Alors que le Mémorial Acte (Macte) ouvre ses portes au public en Guadeloupe, ce mardi, Christine Taubira explique à L’Express les raisons qui l’ont poussée à écrire L’Esclavage racontée à ma fille.

Beaucoup de politiques, mais aussi de Français, jugent inutile de revenir sur le douloureux passé de l’esclavage. Pourquoi?

Mais l’esclavage n’est pas que du passé, puisqu’il influence aujourd’hui encore notre façon de penser, nos modes de représentation! Il est aux racines même du racisme, qui fait des ravages dans notre république. Ce racisme qui pourrit la société, attaque les personnes, écrase les destinées. Ce racisme qui fait que certains ont l’arrogance de se sentir supérieurs et ne reconnaissent pas à d’autres, du fait de la couleur de leur peau, leur intégrité humaine ou leur droit légal, légitime, d’appartenir à la république. Oui, tout cela est né de là et à ce moment-là.

Pourquoi? Parce que la doctrine raciale, dont découlera le racisme, a été conçue pour justifier un système économique d’exploitation sur la souffrance et sur l’exploitation des esclaves. Uniquement pour permettre aux pays capitalistes de s’enrichir à moindre coût. Alors il faut bien que l’on comprenne le sens de ce que fut l’esclavage, mais aussi les conséquences actuelles de ce crime.

L’abolition ne suffisait donc pas…

 

 

Lorsque l’esclavage a définitivement été aboli en France, en 1848, certains se sont imaginés que l’on mettait fin à un système et qu’il n’y avait donc plus lieu d’en parler. Mais, encore une fois, les stigmates de cette exploitation sont toujours là, même si, contrairement à un autre crime contre l’humanité très différent – la Shoah – il n’y a plus d’esclave vivant pour témoigner. Ces drames, là encore à la différence de ceux de la Shoah, ne se sont pas non plus déroulés sur le théâtre européen, bien que des villes comme Nantes ou Bordeaux en portent encore la marque. D’où cette mémoire si courte, si parcellaire, si fragile.

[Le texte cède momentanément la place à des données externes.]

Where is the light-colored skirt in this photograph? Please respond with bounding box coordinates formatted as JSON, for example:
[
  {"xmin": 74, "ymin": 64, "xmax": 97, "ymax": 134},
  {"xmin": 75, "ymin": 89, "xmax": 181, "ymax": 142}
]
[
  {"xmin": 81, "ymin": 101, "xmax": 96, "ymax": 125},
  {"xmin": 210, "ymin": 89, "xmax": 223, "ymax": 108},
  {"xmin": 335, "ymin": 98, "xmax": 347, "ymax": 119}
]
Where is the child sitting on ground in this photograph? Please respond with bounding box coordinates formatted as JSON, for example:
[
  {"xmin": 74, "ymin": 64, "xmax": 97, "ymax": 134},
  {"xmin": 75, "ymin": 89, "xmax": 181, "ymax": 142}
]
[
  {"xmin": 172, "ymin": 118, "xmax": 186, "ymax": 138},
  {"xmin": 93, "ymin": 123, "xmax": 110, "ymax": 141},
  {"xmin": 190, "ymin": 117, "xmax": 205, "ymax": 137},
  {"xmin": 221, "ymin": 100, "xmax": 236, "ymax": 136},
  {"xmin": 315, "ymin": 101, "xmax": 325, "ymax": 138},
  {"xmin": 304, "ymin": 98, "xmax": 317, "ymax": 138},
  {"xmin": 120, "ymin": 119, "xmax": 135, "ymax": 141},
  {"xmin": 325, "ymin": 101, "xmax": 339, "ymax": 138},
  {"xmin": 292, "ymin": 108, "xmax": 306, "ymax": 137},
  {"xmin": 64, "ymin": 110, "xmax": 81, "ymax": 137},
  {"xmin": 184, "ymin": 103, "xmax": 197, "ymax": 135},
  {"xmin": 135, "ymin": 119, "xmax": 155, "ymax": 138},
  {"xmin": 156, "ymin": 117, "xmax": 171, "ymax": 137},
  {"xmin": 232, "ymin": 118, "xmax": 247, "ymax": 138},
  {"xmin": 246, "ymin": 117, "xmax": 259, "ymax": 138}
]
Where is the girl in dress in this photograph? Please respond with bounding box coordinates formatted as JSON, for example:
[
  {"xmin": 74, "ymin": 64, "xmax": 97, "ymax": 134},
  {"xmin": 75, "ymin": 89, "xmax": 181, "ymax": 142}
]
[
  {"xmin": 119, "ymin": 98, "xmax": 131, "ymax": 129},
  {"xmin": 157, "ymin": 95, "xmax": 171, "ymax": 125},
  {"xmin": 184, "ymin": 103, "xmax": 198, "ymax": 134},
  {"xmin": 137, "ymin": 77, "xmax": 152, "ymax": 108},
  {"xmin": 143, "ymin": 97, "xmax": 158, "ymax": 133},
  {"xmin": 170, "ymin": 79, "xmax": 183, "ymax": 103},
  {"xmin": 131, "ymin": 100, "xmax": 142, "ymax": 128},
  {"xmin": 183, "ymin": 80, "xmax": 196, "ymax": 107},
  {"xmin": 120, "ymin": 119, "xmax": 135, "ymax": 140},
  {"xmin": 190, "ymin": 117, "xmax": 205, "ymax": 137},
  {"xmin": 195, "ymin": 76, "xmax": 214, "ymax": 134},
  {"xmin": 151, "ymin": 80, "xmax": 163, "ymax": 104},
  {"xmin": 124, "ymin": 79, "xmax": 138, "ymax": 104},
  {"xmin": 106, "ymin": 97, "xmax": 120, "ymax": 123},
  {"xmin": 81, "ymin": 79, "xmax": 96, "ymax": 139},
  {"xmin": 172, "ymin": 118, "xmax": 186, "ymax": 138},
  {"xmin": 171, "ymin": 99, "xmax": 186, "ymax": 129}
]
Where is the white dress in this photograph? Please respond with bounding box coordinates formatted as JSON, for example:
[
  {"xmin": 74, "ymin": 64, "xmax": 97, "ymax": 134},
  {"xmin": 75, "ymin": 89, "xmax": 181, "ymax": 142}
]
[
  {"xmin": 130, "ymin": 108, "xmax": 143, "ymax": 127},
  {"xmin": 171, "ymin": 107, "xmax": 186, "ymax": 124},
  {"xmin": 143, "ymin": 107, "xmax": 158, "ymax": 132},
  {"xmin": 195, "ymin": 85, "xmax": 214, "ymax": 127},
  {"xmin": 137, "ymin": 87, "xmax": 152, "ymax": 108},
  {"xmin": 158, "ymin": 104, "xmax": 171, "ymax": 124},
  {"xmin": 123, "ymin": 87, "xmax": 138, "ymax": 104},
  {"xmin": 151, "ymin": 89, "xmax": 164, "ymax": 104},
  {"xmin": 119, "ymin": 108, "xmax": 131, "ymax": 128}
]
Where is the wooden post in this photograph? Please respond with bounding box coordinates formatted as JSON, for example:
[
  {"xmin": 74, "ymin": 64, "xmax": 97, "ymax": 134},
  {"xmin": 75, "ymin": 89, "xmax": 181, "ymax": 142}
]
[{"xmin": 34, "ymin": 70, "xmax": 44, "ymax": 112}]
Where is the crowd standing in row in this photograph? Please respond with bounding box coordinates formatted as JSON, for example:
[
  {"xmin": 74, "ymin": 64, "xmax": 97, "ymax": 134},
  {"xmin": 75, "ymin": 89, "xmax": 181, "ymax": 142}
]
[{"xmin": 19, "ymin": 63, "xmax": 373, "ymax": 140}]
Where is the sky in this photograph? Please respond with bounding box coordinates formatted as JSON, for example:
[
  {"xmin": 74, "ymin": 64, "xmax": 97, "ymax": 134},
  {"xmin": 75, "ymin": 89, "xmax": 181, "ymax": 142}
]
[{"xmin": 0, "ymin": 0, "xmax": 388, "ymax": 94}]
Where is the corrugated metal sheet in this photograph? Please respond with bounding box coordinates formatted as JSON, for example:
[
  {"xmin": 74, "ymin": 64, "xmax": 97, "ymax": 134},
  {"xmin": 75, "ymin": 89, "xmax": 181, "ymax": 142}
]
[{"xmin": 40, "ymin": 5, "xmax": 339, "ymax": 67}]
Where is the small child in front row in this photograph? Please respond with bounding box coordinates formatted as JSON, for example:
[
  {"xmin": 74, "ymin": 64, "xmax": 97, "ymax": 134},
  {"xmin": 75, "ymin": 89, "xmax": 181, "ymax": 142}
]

« Mais aussi la haine – peut-être inconsciente – d’une femme noire »

Certains aimeraient croire que ces crimes leurs sont étrangers parce qu’ils ne les ont pas vus ou pas vécus, mais les villes dont je parlais, la France, l’Europe, doivent leur développement et leur richesse à ce système d’Etat qui a organisé volontairement, rationnellement, avec la bénédiction du Vatican, la traite et l’esclavage.

Est-ce à ces racines là, et au racisme, que vous attribuez le déferlement de haine dont vous êtes l’objet en tant que ministre de la Justice?

A mon avis, plusieurs raisons s’additionnent. Les personnalités politiques qui m’ont prise pour cible, et qui ne m’ont plus lâchée depuis, n’ont pas seulement la haine de la militante de gauche que je suis, pas seulement la haine d’une personne ayant des convictions, les affiche et les défend, pas seulement la haine d’une femme, mais aussi la haine – peut-être inconsciente – d’une femme noire. Oui, c’est la haine de tout cela à la fois, et le refus de reconnaître qu’une telle femme soit légitime au poste de garde des Sceaux, qui explique cette extraordinaire agressivité.

Le racisme est à l’origine de représentations plus ou moins conscientes, souvent subliminales, qui assimilent le noir à ce qui est sale, au voleur, etc. En ce qui me concerne, mes opposants politiques n’ont jamais franchi la limite qui les conduirait devant la justice, mais ils ont ouvert les vannes de l’intolérance et fait sauter des verrous. Ils ont permis à d’autres de s’engouffrer dans la brèche.

Contrairement à certains, vous ne réclamez ni repentance, ni réparations financières pour les descendants d’esclaves…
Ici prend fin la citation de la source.